Now, because of the threat to critical water supplies posed by California’s stubborn drought, on Jan. 17, Gov. Jerry Brown declared a state of emergency, which suspends CEQA and state water quality plans with regard to actions to make water immediately available. According to the declaration, they “are suspended on the basis that strict compliance with them will prevent, hinder, or delay the mitigation of the effects of the emergency.”

While Mr. Brown’s suspension of CEQA may not quite rank on a par with President Abraham Lincoln’s suspension of the writ of habeas corpus during the Civil War, it is nevertheless an action with grave implications and ominous portent for the future of California’s environment.

Why? Because population growth in California, enthusiastically endorsed by this governor’s lopsided embrace of immigration en masse, legal and illegal alike, ensures that demand for water in the state will continue to grow unabated. With Mr. Brown serving as Cheerleader-in-Chief, California will soon pass 40 million residents on its way towards 50 and 60 million in the decades ahead.

Recently, Mr. Brown boasted: “In so many other ways, California is a pioneer. We have 25 percent of the nation’s foreign born and we are the first state in modern times to have a plurality of families of Latino origin. So it’s not surprising that California is the state where immigrants can not only dream — they can drive.”

Just what California needs — still more cars and more drivers.

Even as our numbers continue to balloon, the amount of water that nature makes available for California is set to decrease substantially as a result of climate change. A clash — or is it a crash? — is approaching.

We all know what happens when push comes to shove, and when politicians frame an issue like this: Who is more important, people or fish? Indeed, certain species of fish in San Francisco Bay and the Sacramento Delta estuary are likely to be harmed by Brown’s declaration, including American and threadfin shad, striped bass, longfin smelt and the federally threatened, state endangered Delta smelt.
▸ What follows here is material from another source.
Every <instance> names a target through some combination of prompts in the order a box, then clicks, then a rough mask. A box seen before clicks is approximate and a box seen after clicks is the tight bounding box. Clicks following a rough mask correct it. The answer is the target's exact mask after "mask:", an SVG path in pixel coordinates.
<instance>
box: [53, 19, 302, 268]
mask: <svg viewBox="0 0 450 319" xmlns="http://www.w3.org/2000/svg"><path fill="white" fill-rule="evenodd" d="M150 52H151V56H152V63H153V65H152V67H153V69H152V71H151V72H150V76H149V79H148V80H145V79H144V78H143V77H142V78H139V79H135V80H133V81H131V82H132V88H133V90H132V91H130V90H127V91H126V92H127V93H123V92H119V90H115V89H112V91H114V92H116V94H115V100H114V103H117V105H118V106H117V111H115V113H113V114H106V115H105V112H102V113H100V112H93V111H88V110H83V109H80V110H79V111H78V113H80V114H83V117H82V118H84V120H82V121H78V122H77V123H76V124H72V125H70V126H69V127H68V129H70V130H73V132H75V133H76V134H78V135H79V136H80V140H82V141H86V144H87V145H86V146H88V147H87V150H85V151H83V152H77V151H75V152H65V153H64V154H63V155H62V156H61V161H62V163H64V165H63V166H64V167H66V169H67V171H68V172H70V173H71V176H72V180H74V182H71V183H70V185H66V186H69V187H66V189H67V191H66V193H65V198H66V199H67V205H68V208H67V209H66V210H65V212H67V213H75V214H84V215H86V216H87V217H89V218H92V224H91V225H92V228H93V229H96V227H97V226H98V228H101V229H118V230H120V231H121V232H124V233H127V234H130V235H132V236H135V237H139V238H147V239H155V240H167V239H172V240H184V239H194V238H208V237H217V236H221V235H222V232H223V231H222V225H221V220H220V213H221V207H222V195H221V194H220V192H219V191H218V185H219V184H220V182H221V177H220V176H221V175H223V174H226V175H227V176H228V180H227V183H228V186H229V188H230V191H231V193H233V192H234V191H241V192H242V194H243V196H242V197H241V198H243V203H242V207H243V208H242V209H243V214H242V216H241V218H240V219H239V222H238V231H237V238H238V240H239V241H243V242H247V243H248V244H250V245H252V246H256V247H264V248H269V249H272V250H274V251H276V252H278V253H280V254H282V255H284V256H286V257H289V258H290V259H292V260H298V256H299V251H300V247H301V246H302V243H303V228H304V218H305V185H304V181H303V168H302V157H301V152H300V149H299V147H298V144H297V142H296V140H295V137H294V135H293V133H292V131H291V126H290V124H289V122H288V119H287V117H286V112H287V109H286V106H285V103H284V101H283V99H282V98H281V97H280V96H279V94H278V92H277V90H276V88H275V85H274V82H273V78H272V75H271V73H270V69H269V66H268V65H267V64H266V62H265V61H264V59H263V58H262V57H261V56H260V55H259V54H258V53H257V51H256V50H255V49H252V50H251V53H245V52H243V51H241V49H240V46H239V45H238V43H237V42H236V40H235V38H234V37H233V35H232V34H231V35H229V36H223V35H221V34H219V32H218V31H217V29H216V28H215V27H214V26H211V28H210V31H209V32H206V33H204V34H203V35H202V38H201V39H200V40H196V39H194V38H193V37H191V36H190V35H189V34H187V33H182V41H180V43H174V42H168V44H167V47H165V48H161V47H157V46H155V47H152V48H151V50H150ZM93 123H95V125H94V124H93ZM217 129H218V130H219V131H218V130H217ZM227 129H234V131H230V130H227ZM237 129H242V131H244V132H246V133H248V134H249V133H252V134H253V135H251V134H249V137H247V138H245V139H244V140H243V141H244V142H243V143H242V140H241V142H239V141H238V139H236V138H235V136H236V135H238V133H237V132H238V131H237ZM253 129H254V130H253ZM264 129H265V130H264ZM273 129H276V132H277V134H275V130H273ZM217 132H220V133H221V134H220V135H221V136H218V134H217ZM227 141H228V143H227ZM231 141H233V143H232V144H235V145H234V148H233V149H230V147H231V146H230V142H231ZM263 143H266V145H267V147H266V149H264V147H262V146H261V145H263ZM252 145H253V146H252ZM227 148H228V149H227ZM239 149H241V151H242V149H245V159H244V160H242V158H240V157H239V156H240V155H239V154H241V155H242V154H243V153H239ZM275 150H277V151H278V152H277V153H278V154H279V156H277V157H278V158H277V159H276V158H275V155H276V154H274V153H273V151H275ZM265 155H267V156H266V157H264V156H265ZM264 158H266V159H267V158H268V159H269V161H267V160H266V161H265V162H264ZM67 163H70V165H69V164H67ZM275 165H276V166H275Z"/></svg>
According to California environmental journalist Chris Clarke, 2013 was a terrible year for numerous important estuary fish species. He writes, “That bad year continues a decade-long collapse of fish populations throughout California’s largest wetland ecosystem. And a major sport fishing group says increased water diversion for urban and farm use is to blame.”

Mr. Clarke adds that these population declines coincide with “record diversions from the Sacramento River and its tributaries to feed California’s increasingly thirsty aqueducts.” As a result, California’s native Chinook salmon fishery underwent an unprecedented closure in 2008 and 2009.

These beleaguered fish are California’s canary in the coal mine.

If California’s population continues to grow unchecked at Third World rates because both political parties are too cowed to confront the increasingly sacred cow of excessive immigration levels, California’s cherished landscape and unique natural resources will get thrown under the bus. It’s that simple. That’s what today’s suspension of CEQA implies for the future — a sign of what is to come, or the writing on the wall, for an environment that is increasingly under the gun.

And all the king’s horses and all the king’s men, or Gov. Brown and all of his technocrats, won’t be able to put Humpty Dumpty together again.

The author is a senior writing fellow for Californians for Population Stabilization, a wildlife biologist, and environmental scientist and planner.